‘The Burning House’ by Ann Beattie

Speaking of endings, it’s hard to top the ending of this Ann Beattie story. I was assigned this story in an undergraduate literature course by Shannon Derby, and it has remained with me in all of the years that have passed since then, which are a great many years. This is Beattie at her absolute finest. A story overrun with people who are both desperate to be known and horrified by that very same prospect. The characters engage in masking — both figurative and literal — throughout the course of a boozy, smoky evening, and the story ends with the narrator, Amy, in bed with her husband. It’s from this bed that the narrator’s husband delivers a speech that ends the story, and, effectively, his marriage. Beattie leaves us there in that unforgiving wreckage. It’s a speech that Beattie, in an interview with The Paris Review, says readers approach her about more than anything else in her work. The temptation is to reproduce the speech here, but I will refrain from doing so, in the hopes that you’ll seek out the story for yourself.

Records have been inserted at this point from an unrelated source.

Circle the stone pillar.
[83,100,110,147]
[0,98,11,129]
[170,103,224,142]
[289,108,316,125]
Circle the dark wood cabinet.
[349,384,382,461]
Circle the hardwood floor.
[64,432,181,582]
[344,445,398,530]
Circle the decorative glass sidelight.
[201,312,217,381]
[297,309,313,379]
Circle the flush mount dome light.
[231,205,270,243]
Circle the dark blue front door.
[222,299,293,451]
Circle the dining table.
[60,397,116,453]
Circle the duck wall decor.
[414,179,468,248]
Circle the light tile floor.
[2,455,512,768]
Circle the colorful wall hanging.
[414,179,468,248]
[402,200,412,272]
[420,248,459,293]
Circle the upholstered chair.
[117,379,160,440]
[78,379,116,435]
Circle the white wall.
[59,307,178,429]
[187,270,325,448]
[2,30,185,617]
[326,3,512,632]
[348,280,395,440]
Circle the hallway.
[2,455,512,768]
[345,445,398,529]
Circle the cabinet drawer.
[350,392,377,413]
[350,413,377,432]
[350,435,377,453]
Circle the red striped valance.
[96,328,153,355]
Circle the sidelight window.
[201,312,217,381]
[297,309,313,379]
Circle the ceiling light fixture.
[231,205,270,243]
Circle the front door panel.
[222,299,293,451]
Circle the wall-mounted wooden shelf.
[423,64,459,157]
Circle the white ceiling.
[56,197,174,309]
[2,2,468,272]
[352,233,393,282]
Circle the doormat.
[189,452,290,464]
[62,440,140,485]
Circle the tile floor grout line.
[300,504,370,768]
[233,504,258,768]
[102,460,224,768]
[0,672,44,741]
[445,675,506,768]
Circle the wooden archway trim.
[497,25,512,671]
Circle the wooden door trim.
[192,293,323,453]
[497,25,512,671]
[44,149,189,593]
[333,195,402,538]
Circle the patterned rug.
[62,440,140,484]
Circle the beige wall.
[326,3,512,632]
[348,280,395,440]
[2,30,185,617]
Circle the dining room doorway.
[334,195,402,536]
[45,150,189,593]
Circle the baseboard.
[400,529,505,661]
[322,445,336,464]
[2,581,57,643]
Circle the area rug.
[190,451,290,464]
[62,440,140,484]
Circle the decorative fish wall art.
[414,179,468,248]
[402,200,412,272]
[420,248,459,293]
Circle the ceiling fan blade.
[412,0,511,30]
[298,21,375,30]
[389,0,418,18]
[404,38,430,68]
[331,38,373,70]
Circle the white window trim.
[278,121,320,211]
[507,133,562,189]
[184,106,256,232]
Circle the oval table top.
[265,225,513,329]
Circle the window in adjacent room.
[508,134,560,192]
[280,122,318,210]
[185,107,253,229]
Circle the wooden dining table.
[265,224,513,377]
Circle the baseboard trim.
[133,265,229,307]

First published in The New Yorker, and subsequently in Beattie’s collection The Burning House, Random House, 1982

‘Snow’ by Ann Beattie

I think we are always led somehow to imagine that the big fancy meta deconstructors of fictionality are men, and women just get on with quietly telling stories, but Beattie absolutely does both here, in a bravura performance on a piece of ivory two inches wide. Somehow in two pages she gives the whole life cycle of a house, a shared relationship, a community. It seems at first like a rather random collection of fragments until you begin to see the quiet hints tucked within the engraving. “People forget years and remember moments”: as long as I live I’ll remember that perfect Beattie line. Book emoji, heart emoji, book emoji, heart emoji, book emoji.